The government didn’t want people to know what crashed in Roswell, New Mexico, in 1947.
But that doesn’t mean it was aliens.
On July 5, 1947, cattle rancher W.W. “Mac” Brazel discovered strange debris on his farm outside Roswell – tinfoil, rubber and thin wooden beams. He took it to the local sheriff, who reported it to the nearby Roswell Army Air Field.
A few days later, public information officer Walter Haut issued a press release calling the debris a “flying disc.”
The story played off reports from earlier that summer of “flying saucers” spotted by civilian pilot Kenneth Arnold.
The Roswell Daily Record ran a story on the incident with the headline “RAAF Captures Flying Saucer on Ranch in Roswell Region.” The story drew national attention.

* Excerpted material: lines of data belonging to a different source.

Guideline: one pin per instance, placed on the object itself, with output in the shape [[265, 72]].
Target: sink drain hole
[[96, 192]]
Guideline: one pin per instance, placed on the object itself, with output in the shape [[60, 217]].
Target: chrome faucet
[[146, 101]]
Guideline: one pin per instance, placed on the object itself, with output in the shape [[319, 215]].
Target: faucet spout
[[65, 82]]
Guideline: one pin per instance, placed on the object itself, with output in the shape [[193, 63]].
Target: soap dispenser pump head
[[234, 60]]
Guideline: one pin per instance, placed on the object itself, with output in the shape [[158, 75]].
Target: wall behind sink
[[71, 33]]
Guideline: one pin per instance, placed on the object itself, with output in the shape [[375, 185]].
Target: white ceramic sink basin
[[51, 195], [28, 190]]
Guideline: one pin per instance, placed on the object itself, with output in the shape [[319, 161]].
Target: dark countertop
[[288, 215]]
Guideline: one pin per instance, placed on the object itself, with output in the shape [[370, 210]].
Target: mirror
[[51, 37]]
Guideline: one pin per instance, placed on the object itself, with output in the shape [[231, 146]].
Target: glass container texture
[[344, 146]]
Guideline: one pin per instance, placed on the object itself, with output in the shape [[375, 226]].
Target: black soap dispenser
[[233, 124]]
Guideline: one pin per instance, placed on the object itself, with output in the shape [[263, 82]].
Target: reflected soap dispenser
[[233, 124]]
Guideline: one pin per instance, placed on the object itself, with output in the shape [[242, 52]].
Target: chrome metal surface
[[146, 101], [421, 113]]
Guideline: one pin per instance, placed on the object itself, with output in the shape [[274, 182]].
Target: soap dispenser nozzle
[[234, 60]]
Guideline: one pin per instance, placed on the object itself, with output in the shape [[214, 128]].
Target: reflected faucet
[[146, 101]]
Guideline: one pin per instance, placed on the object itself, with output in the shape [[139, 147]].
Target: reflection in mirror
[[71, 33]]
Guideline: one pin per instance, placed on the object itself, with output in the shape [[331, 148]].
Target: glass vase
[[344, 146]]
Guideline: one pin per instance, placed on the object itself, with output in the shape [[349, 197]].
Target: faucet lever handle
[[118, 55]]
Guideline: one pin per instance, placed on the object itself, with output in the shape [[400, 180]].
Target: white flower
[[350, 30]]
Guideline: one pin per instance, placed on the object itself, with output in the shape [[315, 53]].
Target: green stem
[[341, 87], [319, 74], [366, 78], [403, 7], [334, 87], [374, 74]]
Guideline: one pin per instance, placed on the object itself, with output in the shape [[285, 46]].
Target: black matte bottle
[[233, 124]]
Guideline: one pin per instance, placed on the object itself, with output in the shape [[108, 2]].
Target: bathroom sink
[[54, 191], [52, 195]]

The Air Force walked back the story just a day later, claiming that the wreckage was in fact from a large weather balloon, not an alien craft.
Unidentified Messaging
That explanation was ripe for conspiracy theorists, who saw it as an inadequate cover story – in part because it was. In the 90s, officials revealed that the wreckage was actually from a top-secret initiative called Project Mogul, which used high-altitude balloons to intercept Soviet radio messages.
Given the excitement over flying saucers at the time, the air force press team opted to misdirect the public with a cover story ripped from the headlines.
With that report, the government lost its ability to control the narrative and has spent the last 75 years trying to get it back. Roswell is largely credited with launching the UFO movement and its related conspiracies and pop culture tie-ins.
There are plenty who still want to believe and think each new explanation is simply another layer of coverup.
Today, the government is actively working against the negative perceptions it helped create with renewed efforts to study and understand UFOs. They’ve even taken to rebranding UFOs as UAP – unidentified aerial phenomenon.